Pastoralraum Mittlerer Leberberg

«Vertrautes, Ideen und Wünsche loslassen, um etwas Grösseres zu gewinnen»

Bischof Felix Gmür liest die Predigt.

Bischof Felix Gmür liest die Predigt.

Bischof Felix Gmür errichtete in Lommiswil den neuen Pastoralraum Mittlerer Leberberg.

«Kraft meines Amtes als Bischof von Basel errichte ich den Pastoralraum Mittlerer Leberberg.» Diese Worte richtete Bischof Felix Gmür im Festgottesdienst in der Heilig-Geist-Kirche Lommiswil an die Gläubigen und die Mitzelebranten (Bischofsvikar Arno Stadelmann, Co-Dekan und Pfarrer Agnell Rickenmann, Pater Antony Kolencherry, Co-Dekan und Diakon Markus Stalder, Jugendseelsorger Gilbert Schuppli sowie Katechetin Renate Wyss).

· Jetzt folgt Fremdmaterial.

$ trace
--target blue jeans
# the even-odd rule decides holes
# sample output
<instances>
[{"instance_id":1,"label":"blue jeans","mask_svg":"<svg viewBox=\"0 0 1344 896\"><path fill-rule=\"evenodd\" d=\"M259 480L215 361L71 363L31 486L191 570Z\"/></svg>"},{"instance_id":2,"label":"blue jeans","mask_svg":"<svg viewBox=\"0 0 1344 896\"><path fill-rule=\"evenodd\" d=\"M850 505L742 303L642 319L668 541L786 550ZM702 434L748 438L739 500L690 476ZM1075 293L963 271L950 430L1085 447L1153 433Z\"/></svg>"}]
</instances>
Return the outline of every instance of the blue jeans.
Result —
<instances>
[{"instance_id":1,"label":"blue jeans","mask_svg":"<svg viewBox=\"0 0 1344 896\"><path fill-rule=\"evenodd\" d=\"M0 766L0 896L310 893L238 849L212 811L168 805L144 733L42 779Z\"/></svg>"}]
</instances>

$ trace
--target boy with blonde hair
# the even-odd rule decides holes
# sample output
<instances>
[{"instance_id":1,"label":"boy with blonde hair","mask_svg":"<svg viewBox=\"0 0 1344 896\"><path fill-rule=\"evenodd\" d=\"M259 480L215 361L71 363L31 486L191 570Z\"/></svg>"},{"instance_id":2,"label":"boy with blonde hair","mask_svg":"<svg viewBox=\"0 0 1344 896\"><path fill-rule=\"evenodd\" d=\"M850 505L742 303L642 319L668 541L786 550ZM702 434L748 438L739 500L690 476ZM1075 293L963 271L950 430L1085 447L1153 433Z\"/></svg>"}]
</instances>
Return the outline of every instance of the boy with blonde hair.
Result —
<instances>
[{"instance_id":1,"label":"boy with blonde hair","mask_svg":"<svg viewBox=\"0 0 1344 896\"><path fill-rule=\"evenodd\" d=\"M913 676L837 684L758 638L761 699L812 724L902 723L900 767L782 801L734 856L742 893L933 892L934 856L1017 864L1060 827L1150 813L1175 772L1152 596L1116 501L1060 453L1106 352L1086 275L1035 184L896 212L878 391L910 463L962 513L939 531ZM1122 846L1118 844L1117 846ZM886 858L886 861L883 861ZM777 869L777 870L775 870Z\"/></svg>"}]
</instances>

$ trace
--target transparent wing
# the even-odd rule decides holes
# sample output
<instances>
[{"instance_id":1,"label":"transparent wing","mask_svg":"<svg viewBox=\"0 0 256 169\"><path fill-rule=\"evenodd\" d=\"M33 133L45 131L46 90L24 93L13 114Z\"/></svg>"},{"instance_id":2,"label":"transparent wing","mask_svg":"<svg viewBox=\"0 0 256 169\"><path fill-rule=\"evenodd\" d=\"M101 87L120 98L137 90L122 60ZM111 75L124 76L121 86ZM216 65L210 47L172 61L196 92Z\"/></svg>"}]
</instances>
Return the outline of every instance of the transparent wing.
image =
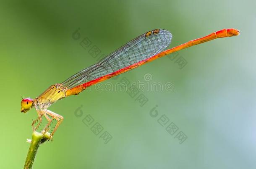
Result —
<instances>
[{"instance_id":1,"label":"transparent wing","mask_svg":"<svg viewBox=\"0 0 256 169\"><path fill-rule=\"evenodd\" d=\"M114 51L97 63L77 73L62 83L68 89L105 76L146 59L162 51L171 43L168 30L148 32Z\"/></svg>"}]
</instances>

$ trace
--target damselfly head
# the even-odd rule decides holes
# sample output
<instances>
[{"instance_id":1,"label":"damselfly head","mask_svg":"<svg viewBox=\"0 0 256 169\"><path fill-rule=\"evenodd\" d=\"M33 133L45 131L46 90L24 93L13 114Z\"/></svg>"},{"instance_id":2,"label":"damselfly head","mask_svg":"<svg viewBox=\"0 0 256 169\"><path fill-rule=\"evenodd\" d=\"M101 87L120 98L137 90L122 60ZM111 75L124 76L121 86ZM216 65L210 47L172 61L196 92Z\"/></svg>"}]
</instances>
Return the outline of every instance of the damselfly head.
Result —
<instances>
[{"instance_id":1,"label":"damselfly head","mask_svg":"<svg viewBox=\"0 0 256 169\"><path fill-rule=\"evenodd\" d=\"M32 98L26 98L23 99L21 103L21 112L24 113L26 113L27 111L30 110L32 104L33 99Z\"/></svg>"}]
</instances>

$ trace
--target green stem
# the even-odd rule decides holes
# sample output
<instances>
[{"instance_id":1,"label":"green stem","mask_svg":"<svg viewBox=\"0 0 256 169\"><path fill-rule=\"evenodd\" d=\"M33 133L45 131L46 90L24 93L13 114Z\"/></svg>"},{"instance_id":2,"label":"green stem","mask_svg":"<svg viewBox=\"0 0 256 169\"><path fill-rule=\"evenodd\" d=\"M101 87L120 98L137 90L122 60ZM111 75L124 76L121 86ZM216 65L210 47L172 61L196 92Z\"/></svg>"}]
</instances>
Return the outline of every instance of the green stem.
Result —
<instances>
[{"instance_id":1,"label":"green stem","mask_svg":"<svg viewBox=\"0 0 256 169\"><path fill-rule=\"evenodd\" d=\"M24 169L32 169L32 166L40 144L48 140L50 138L50 135L49 133L46 133L44 135L37 131L33 133L30 146L24 164Z\"/></svg>"}]
</instances>

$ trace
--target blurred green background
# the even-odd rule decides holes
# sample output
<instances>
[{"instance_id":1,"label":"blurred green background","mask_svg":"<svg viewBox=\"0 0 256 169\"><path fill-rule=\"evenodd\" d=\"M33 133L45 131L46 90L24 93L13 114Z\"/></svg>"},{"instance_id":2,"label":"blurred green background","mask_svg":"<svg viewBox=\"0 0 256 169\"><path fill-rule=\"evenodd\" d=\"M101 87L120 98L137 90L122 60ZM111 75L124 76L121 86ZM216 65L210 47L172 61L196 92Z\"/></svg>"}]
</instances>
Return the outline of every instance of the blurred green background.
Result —
<instances>
[{"instance_id":1,"label":"blurred green background","mask_svg":"<svg viewBox=\"0 0 256 169\"><path fill-rule=\"evenodd\" d=\"M132 98L93 87L54 104L49 109L64 120L53 141L40 147L34 168L255 168L256 5L253 0L2 1L0 168L22 168L29 146L26 139L37 114L34 108L21 113L20 96L34 98L95 63L91 47L107 54L158 28L172 33L172 47L230 28L240 35L179 51L187 62L181 69L165 57L102 83L145 81L149 73L149 82L171 83L170 91L144 91ZM81 38L75 40L78 28ZM86 49L79 43L85 38L91 43ZM142 106L136 100L141 94L148 100ZM151 112L158 114L152 117ZM87 126L83 121L89 114L94 121ZM164 115L170 120L162 126ZM178 127L172 135L166 131L171 122ZM97 135L91 129L97 123L104 128ZM112 136L107 144L100 136L105 131ZM186 139L179 139L179 133Z\"/></svg>"}]
</instances>

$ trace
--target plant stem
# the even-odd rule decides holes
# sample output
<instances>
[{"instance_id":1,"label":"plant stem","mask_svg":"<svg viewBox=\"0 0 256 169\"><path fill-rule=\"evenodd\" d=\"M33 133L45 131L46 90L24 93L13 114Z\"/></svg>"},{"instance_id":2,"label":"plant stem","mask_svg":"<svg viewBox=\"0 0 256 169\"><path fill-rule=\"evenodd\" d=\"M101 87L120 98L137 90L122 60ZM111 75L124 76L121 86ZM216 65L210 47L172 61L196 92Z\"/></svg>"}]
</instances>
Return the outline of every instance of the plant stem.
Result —
<instances>
[{"instance_id":1,"label":"plant stem","mask_svg":"<svg viewBox=\"0 0 256 169\"><path fill-rule=\"evenodd\" d=\"M50 138L50 134L49 133L46 133L44 135L37 131L33 133L30 146L24 164L24 169L32 169L33 163L40 144L48 140Z\"/></svg>"}]
</instances>

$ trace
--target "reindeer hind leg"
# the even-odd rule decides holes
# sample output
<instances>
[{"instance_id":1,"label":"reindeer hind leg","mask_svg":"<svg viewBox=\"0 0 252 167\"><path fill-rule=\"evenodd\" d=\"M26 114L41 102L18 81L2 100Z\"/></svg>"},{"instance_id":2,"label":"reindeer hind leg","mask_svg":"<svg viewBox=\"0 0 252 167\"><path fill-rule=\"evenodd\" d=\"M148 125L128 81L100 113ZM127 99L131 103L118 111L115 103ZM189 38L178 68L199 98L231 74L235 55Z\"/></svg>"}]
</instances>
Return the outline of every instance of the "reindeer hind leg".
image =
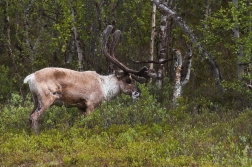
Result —
<instances>
[{"instance_id":1,"label":"reindeer hind leg","mask_svg":"<svg viewBox=\"0 0 252 167\"><path fill-rule=\"evenodd\" d=\"M39 130L38 130L39 117L46 111L48 107L50 107L50 105L53 104L53 102L55 101L55 99L57 99L57 97L53 96L50 92L45 91L37 95L35 99L37 101L36 102L37 107L35 108L34 106L34 110L32 111L30 115L30 120L31 120L35 134L39 134Z\"/></svg>"}]
</instances>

Projektleiter Markus Stalder freute sich, dass aus den katholischen Pfarreien Lommiswil, Oberdorf, Langendorf, Bellach und Selzach der Pastoralraum Mittlerer Leberberg werde. Nun rücke zusammen, was die vorbereitende Gruppe mit Mitgliedern aus allen Pfarreien konzipiert habe.

Bischof Felix ging in der Predigt auf den heiligen Bruder Klaus ein, dessen Gedenktag mit der Errichtung des Pastoralraums zusammenfiel: «Unser Landespatron war Vater, Bauer und Ratsherr, als er den Ruf Gottes verspürte und die Familie verliess. Doch Gott wollte, dass er den Glauben nicht alleine lebte, sondern in der Gemeinschaft davon kündete.» Der Glaube habe eben auch eine Funktion in der Öffentlichkeit, für das Gemeinwesen und besitze eine politische Komponente. Es gehe jedoch nicht primär um Strukturen, sondern um eine Haltung. So wie es der Leitgedanke des neuen Pastoralraumes vorgebe: den Glauben ins Spiel bringen. «Gemeinsam soll spürbar werden, in diesem Pastoralraum leben Christinnen und Christen», folgerte er.

«Vertrautes loslassen»

Mit dem Verweis auf den Paulus-Brief an die Römer und auf das Markus-Evangelium bezog er sich auf das Jesus-Wort, wer den Blick nur auf die Vorschriften lenke, verliere das übergeordnete Ganze aus den Augen: Gerechtigkeit, Frieden und Freude. Der neu geschaffene Pastoralraum habe zum Ziel, dem Frieden zu dienen und Freude zu bringen. Die Pfarreien müssten künftig Vertrautes, Ideen und Wünsche loslassen, räumte er ein. «Jedoch nicht um zu verlieren, sondern um etwas Grösseres zu gewinnen», schloss er. Natürlich durfte das Bruder-Klaus-Lied nicht fehlen, welches Sängerinnen und Sänger aus allen Kirchenchören anstimmten. Auf musikalischer Ebene scheint der neue Pastoralraum bereits bestens zu harmonieren.

«Positive Umstrukturierung»

Bereits Anfang der 1990er-Jahre gründeten dieselben Pfarreien einen Seelsorgeverband. Damals waren ein Diakon (Selzach) und vier Priester im Amt. Heute sind mit Pfarrer Agnell Rickenmann und Pater Antony Kolencherry noch zwei Priester für die Eucharistiefeiern zuständig. Beide begegnen der Umstrukturierung positiv. Agnell Rickenmann: «Als Pastoralraum-Pfarrer ändert sich für mich insofern einiges, dass ich neben dem Fokus Oberdorf nun auch die anderen vier Gemeinden noch mehr im Blick habe und mit den Kollegen und Kolleginnen versuche, auch deren Wünsche und Belange zu verwirklichen, soweit es uns möglich ist.» Pater Antony doppelt nach: «Die Pfarreien behalten wohl ihre Eigenständigkeit, arbeiten jedoch in Bereichen wie Liturgie, Diakonie, Katechese, Erwachsenenbildung, Kinder- und Jugendarbeit, enger zusammen. Ich sehe darin eine Chance, Potenziale und Ressourcen sowohl der Seelsorger wie auch der Gläubigen zum Nutzen aller zu koordinieren und so den «Glauben ins Spiel» zu bringen.»